I'm going to try to make the project self-documenting via comments as best I can, but here's a rough guide to get started:

credentials.yaml - Contains the ISE deployment information such as hostname, username, and password

groupsandusers.yaml - Contains the internal identity groups and users that will be configured by the scripts

policy.yaml - Contains the policy/profile information that will be configured by the scripts

• I developed these scripts using Cisco DevNet's ISE 3.1 APIs, Ansible, and Automation sandbox, so they should be useable there without any modification (See Quick Start section)

Other ISE Settings

One day I will post a summary of some of the ISE settings that I change to make my life a little easier following an install.
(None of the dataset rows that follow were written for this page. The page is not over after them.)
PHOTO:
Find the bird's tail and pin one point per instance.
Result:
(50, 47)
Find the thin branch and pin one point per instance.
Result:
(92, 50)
These settings will be pretty specific to a lab environment and not suggested for production.

TODO

• better documentation
• better optimization of the scripts
• result feedback from the scripts
• error checking and handling
• clean up the scripts to match the Python style guide (Hi, Jose!)
• add more optional fields to make this useful in the real world
• redo this whole mess in Python before I retire (NOTE: I DID IT)

Acknowledgements

Google.

I also want to give a shoutout to the developers of the Cisco ISE SDK. It made things much much easier for me.

Questions?

Please open an issue if you have any questions or suggestions.

I developed these scripts for my own use, so I do want to keep them as clean as I can, but if you think they can be improved or optimized, feel free to submit a PR.